D’autres ont fait des investissements ou des emprunts importants comme le cinéma de Pornic, qui a déménagé et qui devait rouvrir en avril. Son inauguration n’a pu se faire que le 1er juillet.
Le cinéma Le Gén’éric à Héric a également investi récemment dans 3 salles. Eux, ont dû faire un peu d’arbitrage financier. Ce sont les cas les plus immédiats.
Pour le reste, il y a plusieurs salles qui n’ont pas de salariés, voire pas de loyer ou des loyers symboliques. Du coup, elles n’avaient pas de rentrée d’argent, mais pas de sortie non plus, à part quelques frais de fonctionnement.
La difficulté de la programmation après confinement :
Sur la reprise de la programmation, on a des choses à redire en tant que tête de réseau.
Les salles n’ont eu que quelques semaines pour se projeter dans une réouverture concrète et elles l’ont fait avec leurs outils et leurs réflexes habituels.
Il y a eu la peur de ne pas avoir de gros films à se mettre sous la dent, et beaucoup ont programmé sur plusieurs séances des films comme « De Gaulle » ou « La bonne épouse ».

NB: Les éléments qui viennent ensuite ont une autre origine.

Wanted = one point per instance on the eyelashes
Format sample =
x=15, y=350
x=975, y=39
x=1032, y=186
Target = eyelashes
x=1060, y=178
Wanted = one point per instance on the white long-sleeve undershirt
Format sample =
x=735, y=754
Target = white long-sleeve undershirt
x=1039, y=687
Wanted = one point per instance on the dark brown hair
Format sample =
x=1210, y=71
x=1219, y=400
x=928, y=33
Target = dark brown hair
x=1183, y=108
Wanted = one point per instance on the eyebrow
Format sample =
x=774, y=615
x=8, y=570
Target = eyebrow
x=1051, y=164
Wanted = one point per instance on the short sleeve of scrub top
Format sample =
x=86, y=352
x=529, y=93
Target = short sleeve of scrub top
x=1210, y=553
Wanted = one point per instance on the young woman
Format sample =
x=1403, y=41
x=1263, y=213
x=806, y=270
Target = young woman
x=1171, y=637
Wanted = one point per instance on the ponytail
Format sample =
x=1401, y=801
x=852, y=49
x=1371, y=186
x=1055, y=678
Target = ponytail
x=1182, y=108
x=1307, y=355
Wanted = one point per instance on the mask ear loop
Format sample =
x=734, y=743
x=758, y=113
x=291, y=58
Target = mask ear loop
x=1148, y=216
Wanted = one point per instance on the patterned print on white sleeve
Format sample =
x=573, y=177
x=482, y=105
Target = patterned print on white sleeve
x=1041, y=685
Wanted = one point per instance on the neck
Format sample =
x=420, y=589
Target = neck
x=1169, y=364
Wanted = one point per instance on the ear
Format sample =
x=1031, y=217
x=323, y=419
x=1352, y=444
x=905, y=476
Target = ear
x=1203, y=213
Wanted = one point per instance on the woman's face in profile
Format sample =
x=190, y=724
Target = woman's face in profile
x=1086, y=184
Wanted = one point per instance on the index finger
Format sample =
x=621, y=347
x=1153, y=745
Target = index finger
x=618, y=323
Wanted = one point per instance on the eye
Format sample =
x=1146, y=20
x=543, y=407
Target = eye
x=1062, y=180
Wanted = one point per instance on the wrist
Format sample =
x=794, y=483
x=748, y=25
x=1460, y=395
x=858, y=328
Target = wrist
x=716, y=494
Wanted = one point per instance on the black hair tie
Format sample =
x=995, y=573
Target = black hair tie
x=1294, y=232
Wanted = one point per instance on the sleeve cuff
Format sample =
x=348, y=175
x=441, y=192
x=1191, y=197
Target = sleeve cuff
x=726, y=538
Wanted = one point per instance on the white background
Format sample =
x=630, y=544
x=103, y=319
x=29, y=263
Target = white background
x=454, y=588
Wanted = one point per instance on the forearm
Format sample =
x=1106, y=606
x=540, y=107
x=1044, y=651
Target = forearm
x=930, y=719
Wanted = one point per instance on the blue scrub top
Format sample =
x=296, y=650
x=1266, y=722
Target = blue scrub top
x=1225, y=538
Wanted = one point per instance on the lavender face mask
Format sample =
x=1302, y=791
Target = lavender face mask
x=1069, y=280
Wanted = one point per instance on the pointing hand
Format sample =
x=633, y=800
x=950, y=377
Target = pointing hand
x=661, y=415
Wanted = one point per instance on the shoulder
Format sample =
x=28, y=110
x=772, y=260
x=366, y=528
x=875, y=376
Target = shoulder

Mais, nous, on est plutôt à se questionner sur la place des petits films sur les écrans. On est dans une logique de filière, avec des petits distributeurs indépendants pour qui la période n’a pas été simple. Ces petits films vont donc être encore moins visibles. Pour nous, les salles ont une responsabilité à diffuser ces films là. On aurait dû plus les inciter à le faire.
On constate que suite à la crise, les distributeurs ouvrent les vannes, ils facilitent la programmation des gros films, ce qui n’est pas toujours le cas pour les petites salles. Mais, ça ne va pas dans le bon sens pour nous. Il va falloir avoir une vigilance sur les prochains mois sur la sortie des films plus petits, qui sont déjà malmenés habituellement.

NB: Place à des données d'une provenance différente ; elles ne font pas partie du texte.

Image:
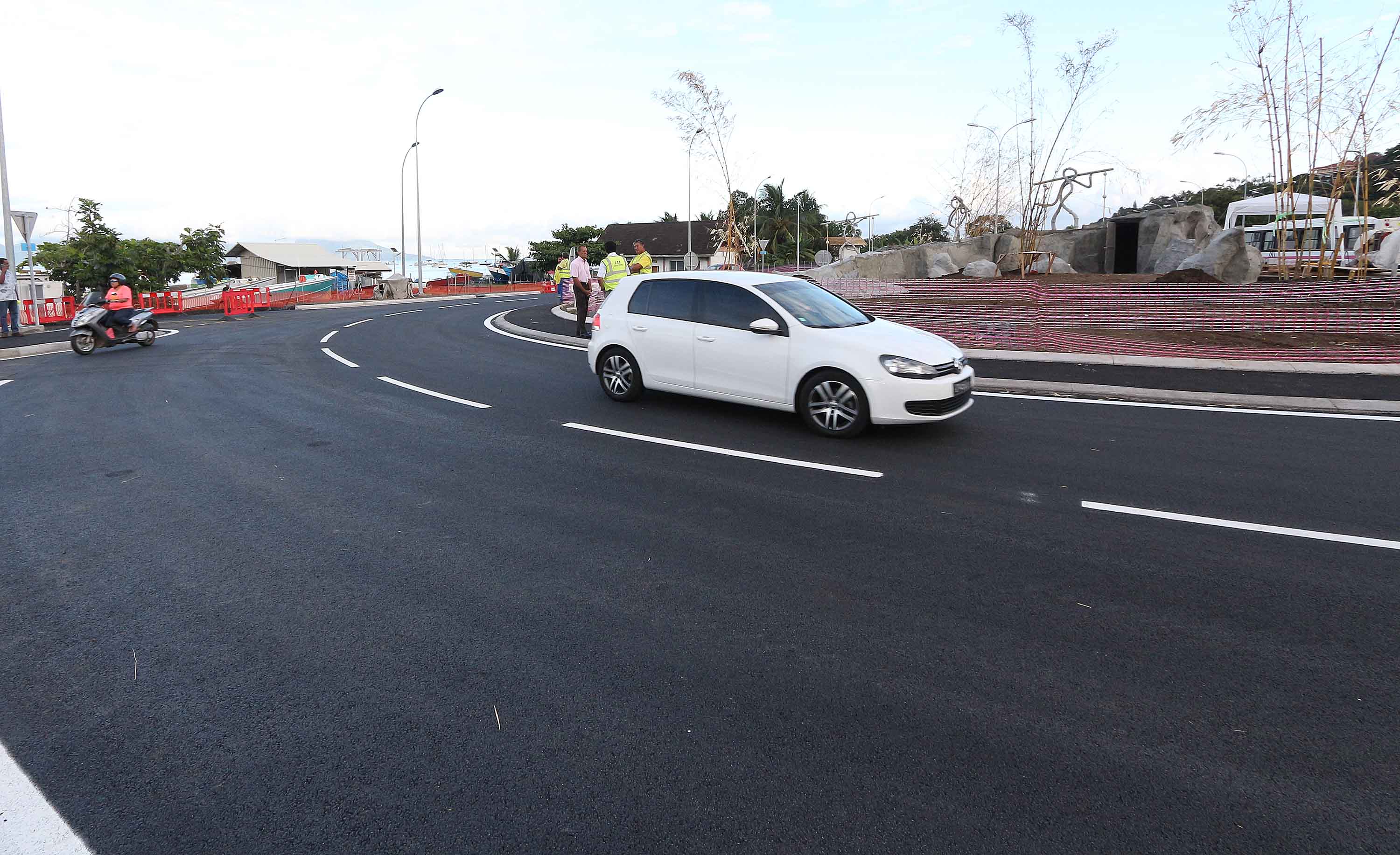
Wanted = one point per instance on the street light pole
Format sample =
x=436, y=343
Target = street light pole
x=798, y=198
x=756, y=216
x=1242, y=166
x=689, y=147
x=1199, y=185
x=997, y=212
x=404, y=234
x=418, y=187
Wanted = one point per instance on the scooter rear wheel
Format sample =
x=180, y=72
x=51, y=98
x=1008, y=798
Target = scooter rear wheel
x=83, y=345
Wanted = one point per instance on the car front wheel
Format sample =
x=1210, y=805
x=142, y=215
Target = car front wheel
x=619, y=375
x=833, y=405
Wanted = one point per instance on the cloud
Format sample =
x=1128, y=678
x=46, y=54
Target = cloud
x=752, y=12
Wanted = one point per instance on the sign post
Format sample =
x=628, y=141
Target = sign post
x=26, y=222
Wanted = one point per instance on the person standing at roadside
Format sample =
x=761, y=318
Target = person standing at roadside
x=615, y=268
x=642, y=262
x=583, y=275
x=562, y=276
x=9, y=303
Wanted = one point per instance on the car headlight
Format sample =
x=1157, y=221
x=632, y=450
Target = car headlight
x=906, y=367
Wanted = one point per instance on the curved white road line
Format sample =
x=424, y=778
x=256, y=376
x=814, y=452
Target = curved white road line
x=430, y=392
x=338, y=357
x=1246, y=527
x=1199, y=408
x=500, y=332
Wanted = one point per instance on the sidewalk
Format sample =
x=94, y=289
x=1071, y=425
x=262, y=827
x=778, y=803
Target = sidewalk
x=1286, y=388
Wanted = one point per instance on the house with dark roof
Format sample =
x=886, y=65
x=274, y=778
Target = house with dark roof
x=665, y=241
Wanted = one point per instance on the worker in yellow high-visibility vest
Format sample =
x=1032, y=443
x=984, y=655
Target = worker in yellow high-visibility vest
x=642, y=262
x=562, y=276
x=615, y=268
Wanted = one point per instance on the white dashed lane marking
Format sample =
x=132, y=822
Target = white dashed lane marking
x=338, y=357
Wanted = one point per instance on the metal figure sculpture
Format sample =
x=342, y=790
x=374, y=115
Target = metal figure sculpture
x=958, y=217
x=1069, y=181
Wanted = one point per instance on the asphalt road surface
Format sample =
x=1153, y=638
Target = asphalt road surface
x=257, y=598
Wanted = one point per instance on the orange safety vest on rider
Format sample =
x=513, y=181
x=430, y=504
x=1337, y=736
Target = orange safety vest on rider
x=119, y=299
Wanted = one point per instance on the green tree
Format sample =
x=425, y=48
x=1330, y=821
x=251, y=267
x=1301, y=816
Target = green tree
x=152, y=265
x=926, y=230
x=565, y=238
x=202, y=252
x=89, y=257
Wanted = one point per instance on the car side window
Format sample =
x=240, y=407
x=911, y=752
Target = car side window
x=728, y=306
x=637, y=306
x=672, y=299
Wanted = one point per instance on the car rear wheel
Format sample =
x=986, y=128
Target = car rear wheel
x=833, y=405
x=619, y=375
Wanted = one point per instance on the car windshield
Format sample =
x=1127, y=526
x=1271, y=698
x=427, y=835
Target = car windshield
x=814, y=307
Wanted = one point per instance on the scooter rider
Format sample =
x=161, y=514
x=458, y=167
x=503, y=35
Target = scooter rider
x=119, y=303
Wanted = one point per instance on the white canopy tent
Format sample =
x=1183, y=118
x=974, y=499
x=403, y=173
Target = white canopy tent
x=1270, y=206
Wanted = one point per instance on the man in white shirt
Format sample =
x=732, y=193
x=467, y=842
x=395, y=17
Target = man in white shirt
x=583, y=275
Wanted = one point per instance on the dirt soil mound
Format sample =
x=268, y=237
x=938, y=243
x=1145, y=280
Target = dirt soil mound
x=1192, y=276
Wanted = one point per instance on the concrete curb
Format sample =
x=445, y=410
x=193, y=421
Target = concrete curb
x=33, y=350
x=506, y=327
x=1102, y=359
x=1172, y=396
x=355, y=304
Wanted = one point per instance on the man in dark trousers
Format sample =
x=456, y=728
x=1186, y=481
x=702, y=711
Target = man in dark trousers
x=583, y=276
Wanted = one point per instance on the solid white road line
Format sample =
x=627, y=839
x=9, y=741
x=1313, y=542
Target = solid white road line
x=338, y=357
x=31, y=825
x=730, y=452
x=420, y=389
x=1248, y=527
x=1204, y=409
x=500, y=332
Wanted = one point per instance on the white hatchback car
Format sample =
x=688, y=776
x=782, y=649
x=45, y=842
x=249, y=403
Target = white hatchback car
x=773, y=342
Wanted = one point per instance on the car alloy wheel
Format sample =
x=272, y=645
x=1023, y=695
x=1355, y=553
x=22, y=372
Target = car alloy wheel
x=618, y=374
x=833, y=405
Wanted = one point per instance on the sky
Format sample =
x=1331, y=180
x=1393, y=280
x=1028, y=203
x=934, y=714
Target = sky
x=285, y=119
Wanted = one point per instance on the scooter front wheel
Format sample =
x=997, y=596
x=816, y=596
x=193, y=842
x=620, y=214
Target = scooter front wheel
x=83, y=345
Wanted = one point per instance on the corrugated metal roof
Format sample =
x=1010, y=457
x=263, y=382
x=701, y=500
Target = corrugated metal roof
x=292, y=255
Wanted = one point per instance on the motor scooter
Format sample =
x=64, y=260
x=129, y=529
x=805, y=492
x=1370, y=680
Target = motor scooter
x=87, y=332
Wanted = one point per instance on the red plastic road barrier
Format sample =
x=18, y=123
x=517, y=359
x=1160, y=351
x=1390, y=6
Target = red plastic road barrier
x=163, y=303
x=238, y=303
x=52, y=310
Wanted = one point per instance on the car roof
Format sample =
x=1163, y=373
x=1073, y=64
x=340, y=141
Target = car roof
x=734, y=278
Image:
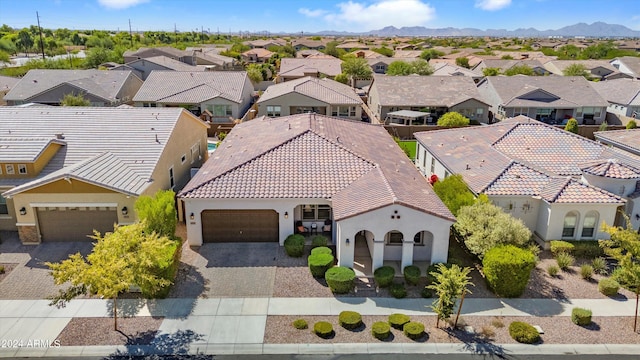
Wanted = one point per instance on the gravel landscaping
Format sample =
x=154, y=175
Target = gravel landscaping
x=492, y=330
x=139, y=330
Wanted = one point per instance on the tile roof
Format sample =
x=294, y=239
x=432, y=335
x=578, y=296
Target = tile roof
x=521, y=156
x=414, y=90
x=101, y=83
x=13, y=149
x=192, y=87
x=133, y=140
x=325, y=90
x=356, y=165
x=612, y=169
x=571, y=91
x=290, y=67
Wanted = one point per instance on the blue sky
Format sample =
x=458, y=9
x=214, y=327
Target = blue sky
x=318, y=15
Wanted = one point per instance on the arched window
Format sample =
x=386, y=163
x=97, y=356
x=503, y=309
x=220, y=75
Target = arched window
x=569, y=227
x=590, y=224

La reprise des prévisionnement va sans doute permettre d’élargir la palette de la programmation.
En terme de fréquentation, ceux qui sont venus au cinéma, ce sont plutôt les spectateurs fidèles. On n’a pas encore d’éléments et de chiffres fiables, mais l’on observe beaucoup de disparité : pour certains comme Le Pax au Pouliguen la reprise est un peu morose, pour nous Le Cinématographe à Nantes, c’est mieux.

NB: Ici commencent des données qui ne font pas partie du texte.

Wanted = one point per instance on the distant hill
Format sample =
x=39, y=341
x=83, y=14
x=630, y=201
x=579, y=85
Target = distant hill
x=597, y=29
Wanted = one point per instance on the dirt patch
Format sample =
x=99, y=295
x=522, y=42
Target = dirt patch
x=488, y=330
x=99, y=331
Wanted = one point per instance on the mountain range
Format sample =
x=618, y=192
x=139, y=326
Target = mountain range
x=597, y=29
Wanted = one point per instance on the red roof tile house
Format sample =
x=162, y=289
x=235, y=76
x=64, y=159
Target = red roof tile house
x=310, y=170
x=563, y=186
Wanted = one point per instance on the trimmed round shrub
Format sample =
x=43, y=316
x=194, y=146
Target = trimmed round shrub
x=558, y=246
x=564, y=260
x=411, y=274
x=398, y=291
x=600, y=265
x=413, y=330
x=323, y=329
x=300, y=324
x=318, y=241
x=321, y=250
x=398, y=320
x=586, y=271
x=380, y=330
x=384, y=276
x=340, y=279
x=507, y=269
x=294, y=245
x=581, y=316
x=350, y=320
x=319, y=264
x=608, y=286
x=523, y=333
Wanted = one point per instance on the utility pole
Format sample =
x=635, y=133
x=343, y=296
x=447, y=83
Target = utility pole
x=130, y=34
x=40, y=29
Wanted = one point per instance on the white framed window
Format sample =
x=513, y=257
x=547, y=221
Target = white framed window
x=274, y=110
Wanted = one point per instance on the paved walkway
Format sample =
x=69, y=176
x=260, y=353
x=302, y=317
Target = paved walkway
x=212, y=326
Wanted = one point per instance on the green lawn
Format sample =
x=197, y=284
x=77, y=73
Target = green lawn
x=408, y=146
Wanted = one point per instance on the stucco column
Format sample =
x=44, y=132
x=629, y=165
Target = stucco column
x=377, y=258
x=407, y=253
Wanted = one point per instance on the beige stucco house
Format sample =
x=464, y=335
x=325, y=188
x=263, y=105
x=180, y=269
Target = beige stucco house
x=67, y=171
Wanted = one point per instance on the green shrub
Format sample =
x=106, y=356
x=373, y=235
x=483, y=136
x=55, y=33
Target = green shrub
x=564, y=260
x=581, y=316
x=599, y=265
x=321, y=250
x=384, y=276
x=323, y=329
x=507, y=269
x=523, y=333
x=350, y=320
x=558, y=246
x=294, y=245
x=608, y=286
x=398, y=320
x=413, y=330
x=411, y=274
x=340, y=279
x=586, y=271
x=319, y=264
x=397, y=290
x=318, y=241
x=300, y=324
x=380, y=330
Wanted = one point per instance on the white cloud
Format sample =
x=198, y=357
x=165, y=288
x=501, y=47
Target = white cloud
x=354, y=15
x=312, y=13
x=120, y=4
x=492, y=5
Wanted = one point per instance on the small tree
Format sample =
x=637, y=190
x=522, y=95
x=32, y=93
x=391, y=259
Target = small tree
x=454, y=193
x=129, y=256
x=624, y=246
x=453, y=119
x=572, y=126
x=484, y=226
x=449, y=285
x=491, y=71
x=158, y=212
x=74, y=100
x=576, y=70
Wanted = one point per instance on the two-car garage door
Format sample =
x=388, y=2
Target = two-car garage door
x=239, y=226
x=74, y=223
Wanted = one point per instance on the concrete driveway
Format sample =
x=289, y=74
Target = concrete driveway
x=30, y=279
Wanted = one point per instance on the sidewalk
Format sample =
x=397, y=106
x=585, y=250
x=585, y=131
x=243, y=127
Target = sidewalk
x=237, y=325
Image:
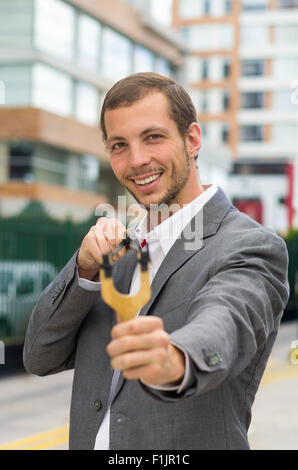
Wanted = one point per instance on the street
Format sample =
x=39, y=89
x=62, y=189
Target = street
x=35, y=410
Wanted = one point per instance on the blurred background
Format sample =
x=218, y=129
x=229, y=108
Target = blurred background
x=238, y=60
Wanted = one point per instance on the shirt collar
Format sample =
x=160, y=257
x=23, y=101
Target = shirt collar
x=167, y=232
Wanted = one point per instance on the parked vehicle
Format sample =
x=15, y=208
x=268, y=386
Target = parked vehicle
x=21, y=283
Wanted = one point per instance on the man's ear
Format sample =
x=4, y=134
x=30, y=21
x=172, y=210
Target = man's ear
x=193, y=139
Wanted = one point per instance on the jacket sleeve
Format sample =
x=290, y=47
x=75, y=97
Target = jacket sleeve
x=50, y=341
x=231, y=318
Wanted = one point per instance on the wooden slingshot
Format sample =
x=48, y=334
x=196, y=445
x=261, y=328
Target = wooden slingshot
x=125, y=305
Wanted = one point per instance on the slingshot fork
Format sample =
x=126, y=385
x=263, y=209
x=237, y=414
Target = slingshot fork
x=125, y=305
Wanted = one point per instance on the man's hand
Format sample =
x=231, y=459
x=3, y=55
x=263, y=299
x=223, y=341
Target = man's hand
x=101, y=239
x=142, y=350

Les projets de la rentrée :
Il y en a un gros prévisionnement prévu à la rentrée à Nantes au Cinématographe, la particularité cette fois-ci c’est de le faire avec Cinéphare. C’est un réseau un peu analogue situé en Bretagne. Depuis 5-6 ans, on fait avec eux un pré-visionnement un peu plus important que ce que l’on fait habituellement, sur 3 jours. Il y a plus de films projetés, plus de rencontres avec des réalisateurs ou réalisatrices et il y a une table ronde souvent sur un enjeu professionnel.
Pour la suite, on prévoit d’en faire un peu plus souvent, mais des plus petits sur 3-4 films, en limitant un peu la jauge. Mais tout cela va dépendre du contexte sanitaire.
Reprise aussi des formations. Plusieurs sont déjà prévues autour du jeune public, technique autour du support des films (les DCP) et l’accueil du public en situation de handicap. C’est une thématique que l’on travaille depuis 3-4 ans, et qui est portée par les collectivités et la société en générale.